The bar also stocks a great selection of whiskey, adds Bar Manager and sommelière Daphne McDermott. “Because of who’s behind the establishment, there’s a lot of brown liquid behind the bar,” McDermott said, pointing to what she called the ‘unicorns’, the rare whiskeys lining one special shelf behind the bar. Labels include Happy Van Winkle, and bottles from the Buffalo Trace ‘Antique Collection’.

Many of these are very difficult to acquire or are straight-out-of the barrel releases. Weiss and Schuster acquire their offerings through excellent relationships with their distributors.

The Eastern offers a full bar with classic and original cocktails, a curated list of local beers, including local drafts Peabody Heights Astrodon Hazy IPA and the Clown Shoes Mango Kosch, but also Miller High Life, the Champagne of Beers.

“If there are two people and one of them wants to geek out and the other just wants to have a [Miller] High Life, that’s cool,” said Schuster.

The Eastern’s Bar Manager and sommelière Daphne McDermott, formerly of the Dabney. Photo: E. O’Gorek/CCN

Menu

Although Weiss and Schuster acknowledge that The Eastern is, by design, a ‘bar-forward’ kind of place, they still offer a really good dinner date experience. The menu offers bites that can be paired with a glass of wine from the extensive list, or with one another to make a full meal.

The menu is in the hands of Executive Chef Walfer Hernandez, who will split his time between The Eastern and Barrel. At The Eastern, he said he enjoys the challenge of creating an entire menu in a kitchen without a hood, preventing him from grilling on open flame. He sources most food locally, getting much of it right across the street at Eastern Market.
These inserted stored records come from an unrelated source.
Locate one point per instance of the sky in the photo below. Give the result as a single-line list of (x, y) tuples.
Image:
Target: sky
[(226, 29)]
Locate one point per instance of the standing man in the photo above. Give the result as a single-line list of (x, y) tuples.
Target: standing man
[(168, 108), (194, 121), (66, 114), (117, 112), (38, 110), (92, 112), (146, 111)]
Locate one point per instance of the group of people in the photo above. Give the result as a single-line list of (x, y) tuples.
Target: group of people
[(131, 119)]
Hernandez said that, together with Morin, he intentionally designed the menu to pair with the wine, but also introduce a little of his Guatemalan roots. Such is the Moronga Sausage, served with pickled carrots, fontal and crostini. “It’s very earthy and super-fresh,” said Hernandez. “It comes originally from the east of Guatemala and is made with super-fresh flavors of mint. It’s balanced out with the heat and acid from the hot radish mustard.”
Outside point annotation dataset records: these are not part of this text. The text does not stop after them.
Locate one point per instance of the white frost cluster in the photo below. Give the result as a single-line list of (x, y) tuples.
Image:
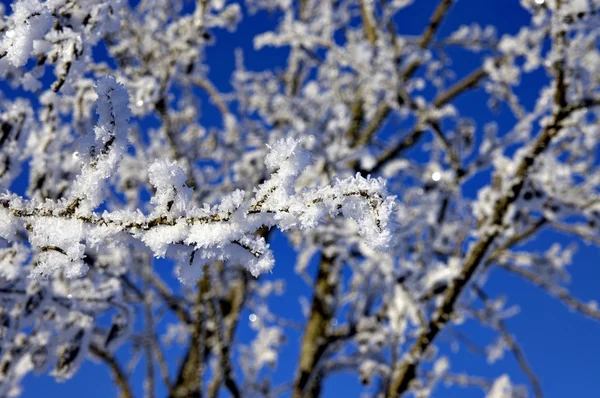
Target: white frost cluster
[(34, 21), (60, 249), (104, 152)]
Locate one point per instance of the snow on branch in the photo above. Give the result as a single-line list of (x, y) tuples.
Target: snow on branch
[(61, 230)]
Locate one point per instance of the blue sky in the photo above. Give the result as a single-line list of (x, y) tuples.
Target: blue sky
[(563, 348)]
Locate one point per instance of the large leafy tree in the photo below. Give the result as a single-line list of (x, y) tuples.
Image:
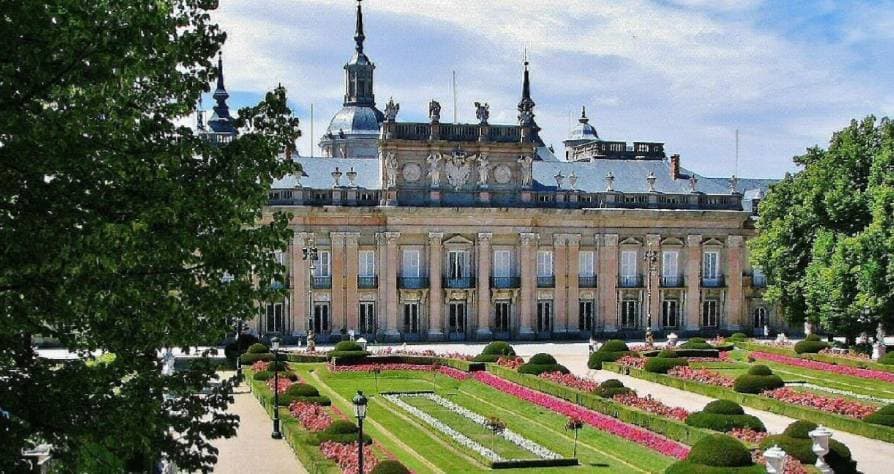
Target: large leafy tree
[(117, 227), (825, 233)]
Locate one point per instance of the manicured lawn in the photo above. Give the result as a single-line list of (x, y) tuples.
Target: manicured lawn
[(421, 449)]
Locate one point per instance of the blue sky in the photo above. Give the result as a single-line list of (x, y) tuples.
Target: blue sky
[(684, 72)]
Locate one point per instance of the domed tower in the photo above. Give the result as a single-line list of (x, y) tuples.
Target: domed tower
[(354, 130), (582, 133)]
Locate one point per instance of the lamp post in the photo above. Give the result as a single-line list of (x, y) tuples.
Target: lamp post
[(309, 253), (360, 403), (651, 258), (274, 346)]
“Usually you don’t think it’s 98 degrees, I’m going to get some sausage,” Morin concedes. “But in Guatemala, it’s always 98 degrees, so they need to make it fresher, lighter sausage.”

Asked for his recommendations, Hernandez lists the sausage but also the sea bass ceviche served Asian style, with ginger, garlic and honey, served with light golden tortilla chips, and the scallops served with a celery root puree and brown butter sauce.
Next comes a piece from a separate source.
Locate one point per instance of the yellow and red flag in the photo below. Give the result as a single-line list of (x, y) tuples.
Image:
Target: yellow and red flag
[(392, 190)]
Dishes range from $8 for pita and hummus to $20 for the scallops. For $48, commit to the ‘Beastern’ and sample all charcuterie and cheese.

Both the beverage and food menus will change to reflect the weather and the seasons, said Morin, describing each as ‘a living, breathing thing’.

The Eastern Executive Chef Walfer Hernandez worked with Morin to complement the beverage menu, adding a little of his native Guatemala. Photo: E. O’Gorek/CCN
The Chicken Pesto is served on ciabatta, with piquillo pepper, burrata cheese and a salad of arugula and heirloom tomatoes.
The Sea Bass Ceviche is prepared Asian-style, with ginger, scallion and garlic. Morin recommends it be paired with the Joao Vinho Verde, from Portugal.

‘A Neighborhood Joint’

Weiss and Schuster say that the time and place were ripe for The Eastern to open. They say they opened Barrel as the restaurant scene on the Pennsylvania corridor took off between Fourth Street and Barracks Row, with restaurants springing up around Mr. Henry’s. They watched as the Hine Development rose, looking to enter the Eastern Market corridor as more and more people were drawn to the area.

“I’ve lived here for almost twenty years, and seen the change, and I’ve grown with it,” said Schuster of the Capitol Hill neighborhood. “I think just knowing what our friends are doing now, our school friends, and our parents –we kind of felt this approach had value right now.”

The Eastern has a timeless interior and carefully curated offerings, but the two say it is first and foremost a place for the neighborhood.

“Mike and I just always start with, let’s be the best neighborhood joint that we can be, and then if your reputation spreads beyond that, that’s great,” said Weiss.

“We know this market, we care about this market, and we love to make people happy.”